Pero lejos de rendirse, los habitantes de Mathare salieron a protestar para exigir un derecho básico: el acceso a una vivienda digna. Estas movilizaciones, que partieron de Mathare, desembocaron en protestas nacionales en marzo del año pasado, como la campaña Occupy Parliament (Ocupa el Parlamento), liderada incluso por personas mayores que exigían soluciones habitacionales urgentes. El movimiento sería, tres meses después, uno de los impulsores de las protestas contra la reforma fiscal de 2024. Así que el río que atraviesa Mathare, coinciden Mwangi y Wanjiru, fue la zona cero de las protestas.
“Aquí se plantó la semilla de lo que ocurrió después”, dice con cierto orgullo Mwangi. “En Mathare, nos organizamos desde hace años para recuperar nuestro poder como ciudadanos, pero por eso, también ha sido un lugar muy atacado por el Estado”, continúa la activista, que nació en esta barriada y que ha documentado los casos de asesinatos extrajudiciales, “un total de 803 solo entre 2015 y 2018”. Otro paralelismo, añade Mwangi, con las detenciones de jóvenes que ocurren en el país desde mediados de 2024.

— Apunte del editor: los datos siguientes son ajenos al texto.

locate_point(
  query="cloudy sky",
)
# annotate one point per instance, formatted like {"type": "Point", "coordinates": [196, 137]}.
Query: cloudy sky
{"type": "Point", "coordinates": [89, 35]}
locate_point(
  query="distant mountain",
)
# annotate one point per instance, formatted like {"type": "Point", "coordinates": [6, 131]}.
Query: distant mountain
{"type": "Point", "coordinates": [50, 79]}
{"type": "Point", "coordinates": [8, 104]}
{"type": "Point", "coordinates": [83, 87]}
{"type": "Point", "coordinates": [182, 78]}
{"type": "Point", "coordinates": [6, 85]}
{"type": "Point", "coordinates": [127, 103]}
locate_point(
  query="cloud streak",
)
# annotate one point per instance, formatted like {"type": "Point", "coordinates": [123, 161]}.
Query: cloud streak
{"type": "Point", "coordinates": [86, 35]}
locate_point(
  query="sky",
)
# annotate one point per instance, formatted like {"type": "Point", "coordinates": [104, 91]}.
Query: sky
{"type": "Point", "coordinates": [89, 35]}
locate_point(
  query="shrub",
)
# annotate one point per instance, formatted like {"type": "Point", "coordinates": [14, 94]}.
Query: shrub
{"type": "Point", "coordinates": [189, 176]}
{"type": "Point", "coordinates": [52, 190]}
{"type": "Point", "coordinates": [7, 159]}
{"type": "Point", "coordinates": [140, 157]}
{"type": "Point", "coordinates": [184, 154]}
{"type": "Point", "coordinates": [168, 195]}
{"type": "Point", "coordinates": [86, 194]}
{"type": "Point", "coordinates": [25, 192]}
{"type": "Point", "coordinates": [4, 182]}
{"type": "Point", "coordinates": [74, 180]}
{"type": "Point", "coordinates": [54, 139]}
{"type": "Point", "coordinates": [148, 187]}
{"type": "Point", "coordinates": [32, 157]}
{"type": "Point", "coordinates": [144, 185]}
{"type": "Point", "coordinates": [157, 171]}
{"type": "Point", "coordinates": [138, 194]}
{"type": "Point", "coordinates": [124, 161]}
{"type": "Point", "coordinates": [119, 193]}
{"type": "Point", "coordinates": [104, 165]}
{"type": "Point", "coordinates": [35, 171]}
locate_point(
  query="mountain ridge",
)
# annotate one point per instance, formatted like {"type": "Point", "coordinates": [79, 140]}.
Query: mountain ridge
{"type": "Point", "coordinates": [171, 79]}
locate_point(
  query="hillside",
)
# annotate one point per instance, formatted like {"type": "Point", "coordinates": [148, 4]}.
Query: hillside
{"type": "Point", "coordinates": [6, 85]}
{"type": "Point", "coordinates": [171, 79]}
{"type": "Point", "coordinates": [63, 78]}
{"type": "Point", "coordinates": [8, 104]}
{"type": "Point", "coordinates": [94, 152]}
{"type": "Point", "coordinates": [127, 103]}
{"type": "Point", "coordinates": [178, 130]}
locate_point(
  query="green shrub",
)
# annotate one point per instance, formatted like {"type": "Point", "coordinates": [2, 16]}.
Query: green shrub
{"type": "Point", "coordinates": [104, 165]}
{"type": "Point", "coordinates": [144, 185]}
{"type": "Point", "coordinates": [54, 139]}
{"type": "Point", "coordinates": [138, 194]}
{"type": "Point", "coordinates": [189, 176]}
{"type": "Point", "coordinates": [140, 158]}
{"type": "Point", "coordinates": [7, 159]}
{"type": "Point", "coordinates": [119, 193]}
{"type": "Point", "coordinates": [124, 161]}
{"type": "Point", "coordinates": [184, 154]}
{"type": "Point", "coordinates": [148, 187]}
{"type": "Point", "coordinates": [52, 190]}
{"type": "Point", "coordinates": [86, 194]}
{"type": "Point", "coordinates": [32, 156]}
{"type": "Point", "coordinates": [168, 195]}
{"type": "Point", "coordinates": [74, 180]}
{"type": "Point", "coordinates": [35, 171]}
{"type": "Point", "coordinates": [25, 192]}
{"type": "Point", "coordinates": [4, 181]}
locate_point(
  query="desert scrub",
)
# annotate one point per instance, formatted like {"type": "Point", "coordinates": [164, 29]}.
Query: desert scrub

“No creo que la subida de impuestos solucione los problemas de Mathare, porque si pagáramos impuestos y tuviéramos acceso a la salud o a una casa digna nadie se quejaría”, añade. “Nuestro problema es que nos cobran muchos impuestos y apenas podemos permitirnos comprar comida”, zanja.

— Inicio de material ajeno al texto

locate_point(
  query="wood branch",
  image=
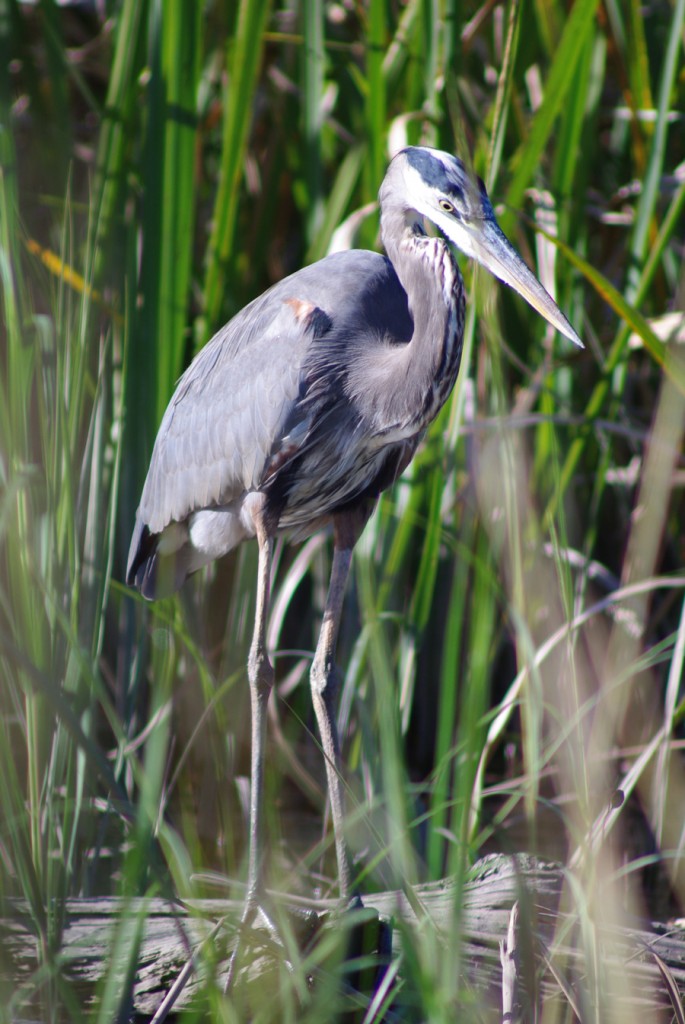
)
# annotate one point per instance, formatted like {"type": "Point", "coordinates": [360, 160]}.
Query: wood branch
{"type": "Point", "coordinates": [96, 932]}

En el centro de Nairobi, los manifestantes siguen coreando el nombre de Albert Omondi Ojwang y enarbolando pancartas con su rostro días después de su muerte. La policía responde esta vez con gases lacrimógenos y algunas detenciones. Pero ni Omondo Okoth, ni Djae Oruni, ni Brayan Mathenge, ni Njeri Mwangi, ni Tiffany Wanjiru tienen miedo. El verdadero futuro, dicen, “está en las manos de los ciudadanos”.